As I mentally processed my surroundings, I felt my knees buckle, and I sank to the ground. Something inside me was broken. The adrenaline that had triggered my fight or flight response earlier was fading; I couldn’t move. I was both mentally and physically exhausted; I didn’t know what to do or where to go from here. The world as I knew it was over.
I managed to army crawl towards a patch of grass before my energy was spent and I collapsed in a sprawled heap of limbs. At least the ground was soft here; I probably wouldn’t be going anywhere anytime soon. My body aching with fatigue, I closed my eyes.
When I woke up a few hours later – I really don’t have any idea how long it actually was; I wasn’t wearing my watch, but it seemed later in the day – I didn’t feel any better. I wasn’t feeling much of anything, but I knew something was off. Maybe I was still trying to process what happened.
Pretty soon, it was almost dusk, and I was cold. I didn’t have anything with me but the clothes on my back, which weren’t much for warmth. My whole body was covered in gooseflesh.

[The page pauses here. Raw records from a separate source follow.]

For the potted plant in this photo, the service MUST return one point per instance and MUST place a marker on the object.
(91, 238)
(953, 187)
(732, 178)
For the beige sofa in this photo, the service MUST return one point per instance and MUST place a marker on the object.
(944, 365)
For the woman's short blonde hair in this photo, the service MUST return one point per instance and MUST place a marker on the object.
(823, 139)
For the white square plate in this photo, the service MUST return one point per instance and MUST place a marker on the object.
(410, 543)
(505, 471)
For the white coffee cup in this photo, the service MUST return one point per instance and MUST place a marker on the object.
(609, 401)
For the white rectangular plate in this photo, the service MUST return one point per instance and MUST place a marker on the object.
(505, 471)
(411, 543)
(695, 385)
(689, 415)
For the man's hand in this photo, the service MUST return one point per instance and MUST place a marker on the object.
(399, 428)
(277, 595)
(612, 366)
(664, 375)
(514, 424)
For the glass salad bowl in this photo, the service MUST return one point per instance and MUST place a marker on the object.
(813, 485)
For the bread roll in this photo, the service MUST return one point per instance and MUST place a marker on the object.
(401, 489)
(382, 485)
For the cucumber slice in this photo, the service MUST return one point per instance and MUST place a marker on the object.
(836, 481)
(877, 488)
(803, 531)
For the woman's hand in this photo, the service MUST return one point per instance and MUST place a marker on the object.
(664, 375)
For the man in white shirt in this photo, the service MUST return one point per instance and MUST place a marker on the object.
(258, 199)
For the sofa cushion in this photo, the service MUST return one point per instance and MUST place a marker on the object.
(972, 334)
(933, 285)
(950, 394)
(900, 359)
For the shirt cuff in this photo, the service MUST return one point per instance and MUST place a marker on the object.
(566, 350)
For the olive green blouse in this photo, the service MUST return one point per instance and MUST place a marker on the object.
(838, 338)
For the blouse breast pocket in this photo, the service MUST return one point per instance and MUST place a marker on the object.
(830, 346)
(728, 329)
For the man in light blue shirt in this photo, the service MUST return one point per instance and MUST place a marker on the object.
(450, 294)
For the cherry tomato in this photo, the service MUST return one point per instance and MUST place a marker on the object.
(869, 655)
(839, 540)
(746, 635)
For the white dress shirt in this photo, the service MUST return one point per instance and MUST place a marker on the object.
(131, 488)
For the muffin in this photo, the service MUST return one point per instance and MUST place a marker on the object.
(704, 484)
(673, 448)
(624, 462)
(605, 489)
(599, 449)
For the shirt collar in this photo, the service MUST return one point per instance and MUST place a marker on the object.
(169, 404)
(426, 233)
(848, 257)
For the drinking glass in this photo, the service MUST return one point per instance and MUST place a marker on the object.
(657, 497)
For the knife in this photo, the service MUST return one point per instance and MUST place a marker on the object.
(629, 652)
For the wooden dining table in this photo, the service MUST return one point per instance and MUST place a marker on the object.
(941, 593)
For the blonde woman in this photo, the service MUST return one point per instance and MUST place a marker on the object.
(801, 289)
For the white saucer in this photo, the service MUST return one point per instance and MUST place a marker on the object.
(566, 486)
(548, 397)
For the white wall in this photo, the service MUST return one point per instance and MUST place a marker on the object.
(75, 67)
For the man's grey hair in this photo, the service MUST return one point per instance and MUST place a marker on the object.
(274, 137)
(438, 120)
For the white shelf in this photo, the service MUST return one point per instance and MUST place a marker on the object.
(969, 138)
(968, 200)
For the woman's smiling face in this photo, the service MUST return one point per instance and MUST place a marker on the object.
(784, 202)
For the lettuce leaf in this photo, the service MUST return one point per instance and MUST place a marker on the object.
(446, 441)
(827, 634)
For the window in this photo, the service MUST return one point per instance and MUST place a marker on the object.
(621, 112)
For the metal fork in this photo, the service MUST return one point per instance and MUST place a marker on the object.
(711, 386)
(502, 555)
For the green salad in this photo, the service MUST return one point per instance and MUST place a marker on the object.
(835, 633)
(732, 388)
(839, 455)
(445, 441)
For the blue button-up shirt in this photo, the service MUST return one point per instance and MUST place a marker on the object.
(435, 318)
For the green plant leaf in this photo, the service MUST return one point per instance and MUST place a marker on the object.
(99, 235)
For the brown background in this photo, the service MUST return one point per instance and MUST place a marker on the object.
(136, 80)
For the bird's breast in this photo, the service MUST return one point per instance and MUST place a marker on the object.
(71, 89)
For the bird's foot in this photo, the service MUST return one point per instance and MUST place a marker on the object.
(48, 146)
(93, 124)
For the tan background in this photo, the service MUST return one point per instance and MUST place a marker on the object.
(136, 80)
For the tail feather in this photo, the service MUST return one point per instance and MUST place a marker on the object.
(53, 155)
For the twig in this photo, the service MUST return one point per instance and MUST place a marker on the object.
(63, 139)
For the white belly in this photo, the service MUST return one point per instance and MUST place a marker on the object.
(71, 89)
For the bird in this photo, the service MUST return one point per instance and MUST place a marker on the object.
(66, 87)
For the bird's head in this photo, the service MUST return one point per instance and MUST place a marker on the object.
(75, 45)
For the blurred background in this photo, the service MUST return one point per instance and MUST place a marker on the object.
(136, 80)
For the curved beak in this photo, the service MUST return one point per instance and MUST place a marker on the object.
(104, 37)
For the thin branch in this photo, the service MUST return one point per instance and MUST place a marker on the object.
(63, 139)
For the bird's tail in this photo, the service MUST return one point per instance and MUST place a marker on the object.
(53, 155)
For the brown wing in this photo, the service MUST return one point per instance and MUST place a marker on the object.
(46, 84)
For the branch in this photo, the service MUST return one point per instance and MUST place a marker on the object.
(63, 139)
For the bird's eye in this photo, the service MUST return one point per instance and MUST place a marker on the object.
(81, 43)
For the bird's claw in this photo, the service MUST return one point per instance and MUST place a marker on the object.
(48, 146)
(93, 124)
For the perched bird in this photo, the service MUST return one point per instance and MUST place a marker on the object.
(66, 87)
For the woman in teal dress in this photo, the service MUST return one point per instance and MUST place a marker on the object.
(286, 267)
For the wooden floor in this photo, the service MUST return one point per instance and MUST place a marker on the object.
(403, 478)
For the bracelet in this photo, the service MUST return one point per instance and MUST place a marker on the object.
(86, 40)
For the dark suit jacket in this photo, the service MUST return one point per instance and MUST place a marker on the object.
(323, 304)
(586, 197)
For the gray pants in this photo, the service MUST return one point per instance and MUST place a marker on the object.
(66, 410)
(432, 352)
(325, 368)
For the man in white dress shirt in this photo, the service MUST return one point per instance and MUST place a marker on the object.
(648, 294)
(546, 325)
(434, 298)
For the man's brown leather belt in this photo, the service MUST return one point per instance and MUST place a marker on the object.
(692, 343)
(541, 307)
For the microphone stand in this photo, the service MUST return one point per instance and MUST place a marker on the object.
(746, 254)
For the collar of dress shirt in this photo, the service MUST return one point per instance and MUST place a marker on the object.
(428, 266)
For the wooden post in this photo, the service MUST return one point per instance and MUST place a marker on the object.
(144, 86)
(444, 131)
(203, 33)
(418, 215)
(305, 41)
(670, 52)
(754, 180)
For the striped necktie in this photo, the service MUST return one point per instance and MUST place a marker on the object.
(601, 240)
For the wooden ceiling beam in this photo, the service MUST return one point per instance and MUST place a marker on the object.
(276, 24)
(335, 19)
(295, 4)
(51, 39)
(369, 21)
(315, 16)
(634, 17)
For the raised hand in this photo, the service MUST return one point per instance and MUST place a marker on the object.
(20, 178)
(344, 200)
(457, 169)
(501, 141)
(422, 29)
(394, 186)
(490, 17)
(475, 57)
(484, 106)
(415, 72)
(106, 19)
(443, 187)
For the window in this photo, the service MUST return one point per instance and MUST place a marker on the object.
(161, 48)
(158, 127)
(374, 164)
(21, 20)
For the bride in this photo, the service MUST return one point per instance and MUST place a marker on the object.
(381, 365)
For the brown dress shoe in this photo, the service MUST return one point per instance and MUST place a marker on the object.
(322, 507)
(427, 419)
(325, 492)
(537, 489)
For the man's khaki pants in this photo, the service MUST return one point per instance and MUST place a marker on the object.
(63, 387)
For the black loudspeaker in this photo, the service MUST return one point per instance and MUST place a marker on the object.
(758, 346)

While I was staring out into space, a noise in the bushes behind me startled me. A head with chocolate-brown hair poked through. “Hey, you okay?” it asked. “I saw you running.” I was too stunned to speak. Was I hallucinating?
I wasn’t. The woman – I could tell that much about the stranger by now – climbed through the bush. “Hi,” she said, settling down next to me. “Name’s Mange. What’s yours?”
“Call me Raven,” I stammered.
“You look pretty roughed up,” my new friend said. “Why don’t you come back to camp with me?”
Before she even finished speaking, I burst into tears. Maybe I was going into shock, or maybe it was the relief at seeing another human being. “Hey,” Mange’s voice said soothingly as she put her arm around me. I buried my face in her shoulder and cried harder. “You’re going to be fine, we’re going to be fine,” she said.
When I had relaxed somewhat because all my tears were spent, I realized I had nowhere else to go, so I followed Mange.